During the process of collecting waveforms of the training images, we set the oscilloscope to automatically save waveforms at a speed of 4 waveforms per second. We have verified that training with 10,000 samples was adequate for the network to achieve the optimal performance (see Supplementary Note 8). Thus, the whole collection procedure spanned 42 min. The collected raw data was processed before fed to the neural network. Because a recorded time signal included several periods of pulses, one period would be selected and extracted as one waveform. Finally, the waveforms of all images were put together and converted into a matrix data. This was processed by a MATLAB program, requiring approximately 5 min. Training the U-Net network with 10,000 sample data required approximately 4 min.

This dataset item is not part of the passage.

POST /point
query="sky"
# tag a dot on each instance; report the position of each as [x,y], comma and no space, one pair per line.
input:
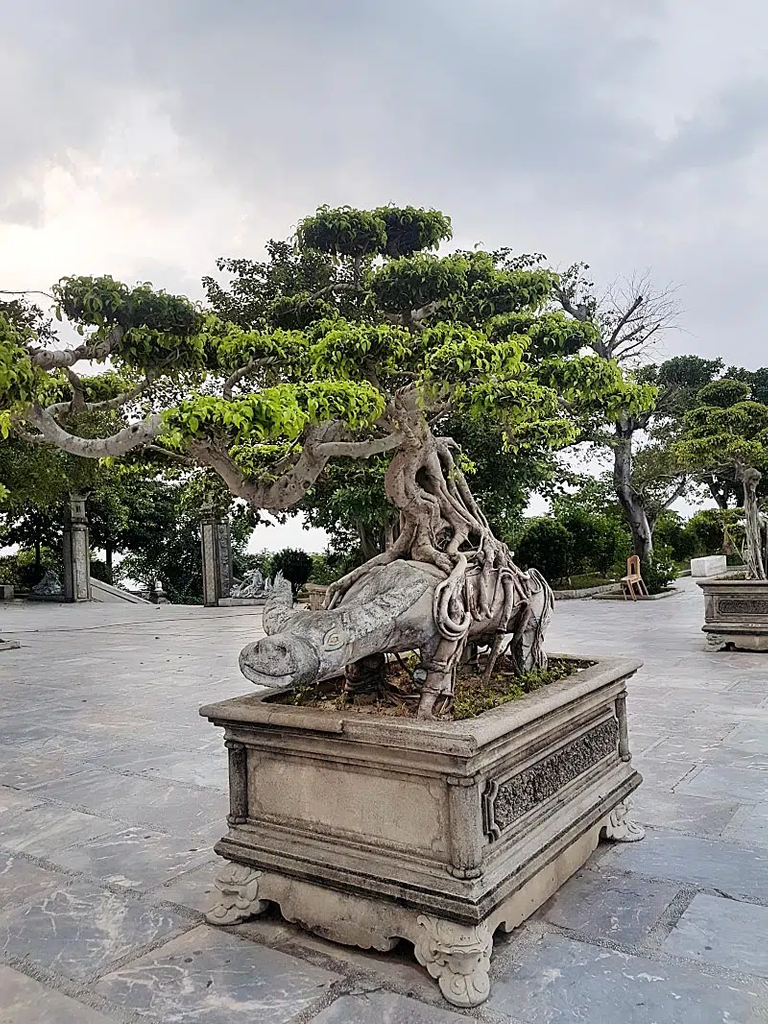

We used the online computing resource from Google Colab that provides a Tesla P100-PCIE GPU. In conclusion, the whole calibration process, including sample collecting, processing, and training, required approximately 51 min.

The high-speed camera (MotionBLITZ EoSens® mini) used in the high-speed imaging experiment has a frame rate of 40 kfps, which is too slow to record a refresh process of the DMD in real time. Thus, the images showing this transient process in Fig. 6c were actually not captured during a single refresh process. Instead, they were obtained using the following method. First, we acquired a large number of images while the DMD periodically switched between two images. Because the time of a single refresh process occupies only a very small part of the switching period, as shown in Fig. 6b, only a small number of images were captured exactly during the refresh processes. Because these images tended to record different states of the process, they could be combined to present a continuous refresh process. The exposure time of the camera was set to the minimum to capture these transient states.

Neural networks

The structure of the U-Net network is shown in Supplementary Note 5. In training, the original images were all interpolated into 64 × 64 matrixes as the output of the network, and the 4096-point waveforms were reshaped into 64 × 64 matrixes as the input. The Fully-Connected network consists of five fully connected layers, which are one dimensional, and thus the matrixes of images should be reshaped into vectors and thus the reshaping of the waveforms is not required.